The essence of the method is to reduce a real world problem to one at a toy scale. A fundamental requirement for this reduction is that you understand your problem, in order to retain its properties on smaller scale. As you have to provide the desired features or hidden labels yourself, the method seems fit for cases where you actually understand what you want your algorithm to learn, but just do not know how to make an algorithm that learns it.

An important question is how tightly the type of comparison, the toy data generator, and the type of learning algorithm are tied together. The comparison function may have to be designed specifically for a toy data generator, because for different types of data there may be different desired properties. Likewise, the comparison function may have to be designed specifically for the internal representations of the algorithm under test, for example to make it invariant to permutations, biases or other properties. Imagine the toy data having latent variables representing a number in binary encoding, whereas the neural network produces a one-hot encoding: the comparison needs to know about both sides. If it is possible to sufficiently decouple the design of the data generator, comparison function and learning algorithm, it would enable easy reuse across algorithms, saving effort and enabling standardised comparisons between algorithms.

Future work

The most important thing to do next is to design toy data generators, and investigate their correspondence with types of real world data. It would be a good indication when algorithms with a good performance on the toy data set would also score well on the real world data set.

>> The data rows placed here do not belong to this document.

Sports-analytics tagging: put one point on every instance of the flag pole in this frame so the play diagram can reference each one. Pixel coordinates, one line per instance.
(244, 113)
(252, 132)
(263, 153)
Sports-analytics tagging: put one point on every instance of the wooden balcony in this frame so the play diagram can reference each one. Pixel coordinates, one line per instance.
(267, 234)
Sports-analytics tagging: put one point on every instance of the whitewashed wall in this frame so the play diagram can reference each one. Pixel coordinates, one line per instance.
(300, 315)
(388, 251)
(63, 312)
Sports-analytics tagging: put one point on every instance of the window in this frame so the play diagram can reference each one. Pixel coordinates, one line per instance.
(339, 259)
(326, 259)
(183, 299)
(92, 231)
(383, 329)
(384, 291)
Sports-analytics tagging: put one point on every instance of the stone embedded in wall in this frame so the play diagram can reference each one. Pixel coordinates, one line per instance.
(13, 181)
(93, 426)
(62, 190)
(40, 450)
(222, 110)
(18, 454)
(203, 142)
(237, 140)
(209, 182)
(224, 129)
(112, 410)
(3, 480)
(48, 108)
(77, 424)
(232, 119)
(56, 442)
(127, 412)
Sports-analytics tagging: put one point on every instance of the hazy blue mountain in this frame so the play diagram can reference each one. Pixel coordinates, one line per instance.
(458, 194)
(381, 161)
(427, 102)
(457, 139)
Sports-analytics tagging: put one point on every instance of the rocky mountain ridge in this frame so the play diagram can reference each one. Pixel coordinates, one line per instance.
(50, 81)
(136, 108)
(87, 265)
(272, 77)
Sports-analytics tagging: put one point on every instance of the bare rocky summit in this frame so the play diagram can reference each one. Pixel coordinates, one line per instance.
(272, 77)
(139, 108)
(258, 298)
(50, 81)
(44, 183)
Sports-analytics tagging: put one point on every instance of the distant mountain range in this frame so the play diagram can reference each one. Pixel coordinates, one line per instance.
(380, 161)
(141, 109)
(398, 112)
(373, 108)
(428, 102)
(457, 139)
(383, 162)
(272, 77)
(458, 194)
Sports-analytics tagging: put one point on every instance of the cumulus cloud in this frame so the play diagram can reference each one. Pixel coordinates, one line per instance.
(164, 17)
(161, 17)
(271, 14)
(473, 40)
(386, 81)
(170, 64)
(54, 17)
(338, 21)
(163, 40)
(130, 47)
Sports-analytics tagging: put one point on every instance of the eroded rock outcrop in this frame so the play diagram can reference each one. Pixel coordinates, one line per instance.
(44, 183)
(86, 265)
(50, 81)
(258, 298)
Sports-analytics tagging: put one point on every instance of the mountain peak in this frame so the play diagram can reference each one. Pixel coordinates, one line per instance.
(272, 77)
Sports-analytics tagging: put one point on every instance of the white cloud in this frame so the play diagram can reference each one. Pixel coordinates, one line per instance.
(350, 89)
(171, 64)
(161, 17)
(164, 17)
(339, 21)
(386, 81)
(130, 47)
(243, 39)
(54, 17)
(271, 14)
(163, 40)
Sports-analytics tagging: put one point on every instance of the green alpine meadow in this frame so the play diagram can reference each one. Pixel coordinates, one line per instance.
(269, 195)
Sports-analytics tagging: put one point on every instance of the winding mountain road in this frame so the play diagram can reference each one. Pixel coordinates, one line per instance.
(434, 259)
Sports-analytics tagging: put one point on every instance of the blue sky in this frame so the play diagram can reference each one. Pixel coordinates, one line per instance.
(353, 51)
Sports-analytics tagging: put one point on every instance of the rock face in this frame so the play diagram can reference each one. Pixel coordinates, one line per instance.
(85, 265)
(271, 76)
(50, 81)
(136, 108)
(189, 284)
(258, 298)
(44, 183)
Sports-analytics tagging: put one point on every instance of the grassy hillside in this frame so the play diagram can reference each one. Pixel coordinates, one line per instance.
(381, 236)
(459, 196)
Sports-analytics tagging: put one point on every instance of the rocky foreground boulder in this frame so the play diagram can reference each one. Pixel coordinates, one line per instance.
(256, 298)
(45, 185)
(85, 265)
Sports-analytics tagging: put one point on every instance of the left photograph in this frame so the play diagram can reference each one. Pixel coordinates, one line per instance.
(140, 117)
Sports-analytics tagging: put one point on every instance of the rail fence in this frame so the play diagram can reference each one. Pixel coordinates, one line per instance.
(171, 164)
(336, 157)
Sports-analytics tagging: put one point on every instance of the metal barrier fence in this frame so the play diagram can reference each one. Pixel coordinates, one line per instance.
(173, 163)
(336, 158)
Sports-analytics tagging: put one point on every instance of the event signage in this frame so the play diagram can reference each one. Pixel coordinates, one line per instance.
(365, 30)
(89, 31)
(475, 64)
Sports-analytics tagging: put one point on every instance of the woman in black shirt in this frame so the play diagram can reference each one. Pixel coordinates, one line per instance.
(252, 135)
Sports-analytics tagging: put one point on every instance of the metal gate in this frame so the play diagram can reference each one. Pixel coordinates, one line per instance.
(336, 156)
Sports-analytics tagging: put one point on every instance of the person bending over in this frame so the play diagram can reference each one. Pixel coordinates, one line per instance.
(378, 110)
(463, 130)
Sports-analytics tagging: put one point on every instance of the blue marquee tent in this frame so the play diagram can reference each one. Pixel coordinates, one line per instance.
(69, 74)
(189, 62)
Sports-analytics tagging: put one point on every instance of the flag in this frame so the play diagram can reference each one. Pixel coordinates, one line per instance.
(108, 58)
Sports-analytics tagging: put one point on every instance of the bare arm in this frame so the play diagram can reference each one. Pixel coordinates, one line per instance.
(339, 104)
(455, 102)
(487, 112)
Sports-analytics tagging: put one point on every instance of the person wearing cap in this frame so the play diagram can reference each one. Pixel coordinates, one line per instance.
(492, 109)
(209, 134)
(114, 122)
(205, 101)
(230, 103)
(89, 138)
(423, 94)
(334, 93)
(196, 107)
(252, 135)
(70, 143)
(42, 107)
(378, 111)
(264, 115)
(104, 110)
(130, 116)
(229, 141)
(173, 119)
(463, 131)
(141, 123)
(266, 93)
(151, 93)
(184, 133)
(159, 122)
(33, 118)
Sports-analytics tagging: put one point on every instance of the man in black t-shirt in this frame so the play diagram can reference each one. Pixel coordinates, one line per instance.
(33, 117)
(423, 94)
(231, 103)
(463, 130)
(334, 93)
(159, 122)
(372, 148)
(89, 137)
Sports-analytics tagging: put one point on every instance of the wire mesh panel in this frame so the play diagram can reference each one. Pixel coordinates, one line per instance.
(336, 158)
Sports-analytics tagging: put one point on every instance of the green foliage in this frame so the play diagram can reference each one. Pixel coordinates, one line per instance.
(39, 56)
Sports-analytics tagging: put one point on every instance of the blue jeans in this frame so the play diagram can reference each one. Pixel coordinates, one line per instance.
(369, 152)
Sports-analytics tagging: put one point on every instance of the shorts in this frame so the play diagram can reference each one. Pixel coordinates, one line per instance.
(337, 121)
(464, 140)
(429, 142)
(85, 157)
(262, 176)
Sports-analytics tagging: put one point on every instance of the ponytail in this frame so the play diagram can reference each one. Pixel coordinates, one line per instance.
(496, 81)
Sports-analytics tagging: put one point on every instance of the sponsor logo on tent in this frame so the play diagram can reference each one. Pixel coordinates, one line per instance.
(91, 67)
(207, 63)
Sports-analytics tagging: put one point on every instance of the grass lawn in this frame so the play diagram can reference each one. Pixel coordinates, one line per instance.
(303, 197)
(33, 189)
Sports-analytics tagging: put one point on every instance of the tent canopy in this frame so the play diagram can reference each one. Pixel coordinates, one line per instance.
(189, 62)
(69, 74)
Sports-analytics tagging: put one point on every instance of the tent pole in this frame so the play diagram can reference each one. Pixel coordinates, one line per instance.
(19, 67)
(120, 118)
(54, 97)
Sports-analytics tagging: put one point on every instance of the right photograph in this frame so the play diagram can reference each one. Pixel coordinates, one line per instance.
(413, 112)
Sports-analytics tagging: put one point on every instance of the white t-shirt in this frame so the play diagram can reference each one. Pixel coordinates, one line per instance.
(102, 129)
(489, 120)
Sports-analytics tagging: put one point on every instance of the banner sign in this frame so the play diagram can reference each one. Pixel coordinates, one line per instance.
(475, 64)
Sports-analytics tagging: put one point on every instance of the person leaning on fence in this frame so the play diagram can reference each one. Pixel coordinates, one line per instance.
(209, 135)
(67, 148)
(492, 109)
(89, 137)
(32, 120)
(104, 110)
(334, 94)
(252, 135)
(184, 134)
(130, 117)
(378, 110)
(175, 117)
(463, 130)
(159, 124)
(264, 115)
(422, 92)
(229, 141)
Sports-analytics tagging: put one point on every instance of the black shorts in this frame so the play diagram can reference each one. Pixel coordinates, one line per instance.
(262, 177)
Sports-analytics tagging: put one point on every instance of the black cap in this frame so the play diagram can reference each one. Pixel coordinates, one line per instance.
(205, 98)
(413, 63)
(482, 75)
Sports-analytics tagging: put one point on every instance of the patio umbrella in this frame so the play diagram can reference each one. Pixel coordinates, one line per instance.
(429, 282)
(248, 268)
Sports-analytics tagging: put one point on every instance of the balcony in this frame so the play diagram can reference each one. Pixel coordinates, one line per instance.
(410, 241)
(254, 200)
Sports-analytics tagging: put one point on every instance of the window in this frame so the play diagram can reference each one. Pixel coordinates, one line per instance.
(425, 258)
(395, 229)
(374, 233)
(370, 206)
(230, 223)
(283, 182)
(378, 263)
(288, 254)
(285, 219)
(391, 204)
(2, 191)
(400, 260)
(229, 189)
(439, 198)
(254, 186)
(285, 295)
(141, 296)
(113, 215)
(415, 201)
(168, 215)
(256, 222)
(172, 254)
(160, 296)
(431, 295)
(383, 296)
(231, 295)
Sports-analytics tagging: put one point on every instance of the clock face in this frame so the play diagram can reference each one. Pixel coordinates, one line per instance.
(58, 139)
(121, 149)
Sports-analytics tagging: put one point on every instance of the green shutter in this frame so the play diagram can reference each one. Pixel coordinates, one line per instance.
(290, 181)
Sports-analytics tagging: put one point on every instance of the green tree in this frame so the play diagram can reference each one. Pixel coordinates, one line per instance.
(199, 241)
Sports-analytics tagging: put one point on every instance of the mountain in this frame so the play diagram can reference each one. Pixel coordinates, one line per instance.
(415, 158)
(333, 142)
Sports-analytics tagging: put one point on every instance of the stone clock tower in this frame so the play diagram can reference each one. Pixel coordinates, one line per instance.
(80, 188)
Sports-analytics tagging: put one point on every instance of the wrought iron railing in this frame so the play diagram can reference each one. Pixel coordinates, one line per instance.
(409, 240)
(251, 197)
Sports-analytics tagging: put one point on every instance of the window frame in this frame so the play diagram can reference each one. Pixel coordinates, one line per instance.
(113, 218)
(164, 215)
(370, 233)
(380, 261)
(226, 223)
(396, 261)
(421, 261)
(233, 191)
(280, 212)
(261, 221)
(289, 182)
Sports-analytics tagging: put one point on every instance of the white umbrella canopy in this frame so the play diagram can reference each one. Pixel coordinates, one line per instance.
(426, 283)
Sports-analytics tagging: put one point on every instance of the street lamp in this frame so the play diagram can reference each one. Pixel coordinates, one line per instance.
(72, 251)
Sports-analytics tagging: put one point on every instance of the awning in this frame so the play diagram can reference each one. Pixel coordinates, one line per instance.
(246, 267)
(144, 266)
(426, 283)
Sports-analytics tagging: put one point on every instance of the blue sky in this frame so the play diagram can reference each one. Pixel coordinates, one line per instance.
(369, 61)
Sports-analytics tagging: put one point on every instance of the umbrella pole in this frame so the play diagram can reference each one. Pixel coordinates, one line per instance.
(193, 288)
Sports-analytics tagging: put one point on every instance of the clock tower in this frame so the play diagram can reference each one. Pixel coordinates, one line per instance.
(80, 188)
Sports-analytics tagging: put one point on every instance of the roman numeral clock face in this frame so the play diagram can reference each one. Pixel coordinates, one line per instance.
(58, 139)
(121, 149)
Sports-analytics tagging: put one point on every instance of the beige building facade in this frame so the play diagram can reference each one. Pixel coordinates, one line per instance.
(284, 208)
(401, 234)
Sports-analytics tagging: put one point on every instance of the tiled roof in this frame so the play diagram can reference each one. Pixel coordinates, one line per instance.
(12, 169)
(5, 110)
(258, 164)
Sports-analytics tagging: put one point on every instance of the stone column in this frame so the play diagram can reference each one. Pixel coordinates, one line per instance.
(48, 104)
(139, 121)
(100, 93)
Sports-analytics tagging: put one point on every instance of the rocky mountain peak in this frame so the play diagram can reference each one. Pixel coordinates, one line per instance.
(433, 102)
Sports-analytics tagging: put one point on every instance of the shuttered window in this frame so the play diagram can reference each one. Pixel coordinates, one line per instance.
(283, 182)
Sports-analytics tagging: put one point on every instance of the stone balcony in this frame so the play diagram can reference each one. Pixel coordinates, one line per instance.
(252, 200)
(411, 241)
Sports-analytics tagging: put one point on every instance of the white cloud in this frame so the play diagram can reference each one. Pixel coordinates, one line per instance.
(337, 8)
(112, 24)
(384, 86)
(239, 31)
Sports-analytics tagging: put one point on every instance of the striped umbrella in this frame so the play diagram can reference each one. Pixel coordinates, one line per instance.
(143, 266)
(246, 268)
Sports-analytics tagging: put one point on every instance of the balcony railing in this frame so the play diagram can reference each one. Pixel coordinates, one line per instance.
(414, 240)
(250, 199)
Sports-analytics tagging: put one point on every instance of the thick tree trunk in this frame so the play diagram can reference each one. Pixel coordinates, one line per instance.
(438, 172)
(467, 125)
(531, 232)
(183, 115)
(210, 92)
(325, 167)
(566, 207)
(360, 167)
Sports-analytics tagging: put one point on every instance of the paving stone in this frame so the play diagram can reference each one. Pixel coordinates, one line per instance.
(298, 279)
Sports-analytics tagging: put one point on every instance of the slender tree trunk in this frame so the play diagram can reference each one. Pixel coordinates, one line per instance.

Different types of generators could perhaps test for different properties properties of algorithms in relative isolation, such as bias or translation invariance, use different types of non-linearities and relations, test for generalisation, et cetera. If it is possible to standardise the experiment setup, it may be worthwhile to create a collection of toy data generators, providing an easy way to test a newly designed architecture for several properties.

Regarding evaluation, there could be better ways for measuring the algorithm's performance on a toy data set. In these experiments, neural activations have been compared to hidden labels, after reordering neurons to find the best matches. Many other ways of comparison could be possible however. Instead of using the activations, the network's weights or its mapping function could be accessed more directly, removing influence from particularities of the test set from the evaluation.

References

  1. Christopher Olah. "Visualizing Representations: Deep Learning and Human Beings", section "The space of representations".
  2. Nicolas Le Roux and Yoshua Bengio. "Representational power of restricted Boltzmann machines and deep belief networks". See section 3.2.
  3. Quoc V. Le et al. "Building high-level features using large scale unsupervised learning".
  4. sklearn.datasets sample generators. Some example toy data generators.
  5. Geoffrey E. Hinton, Simon Osindero, and Yee-Whye Teh. "A fast learning algorithm for deep belief nets". See section 4.
  6. Ruslan Salakhutdinov and Geoffrey E Hinton. "Deep boltzmann machines".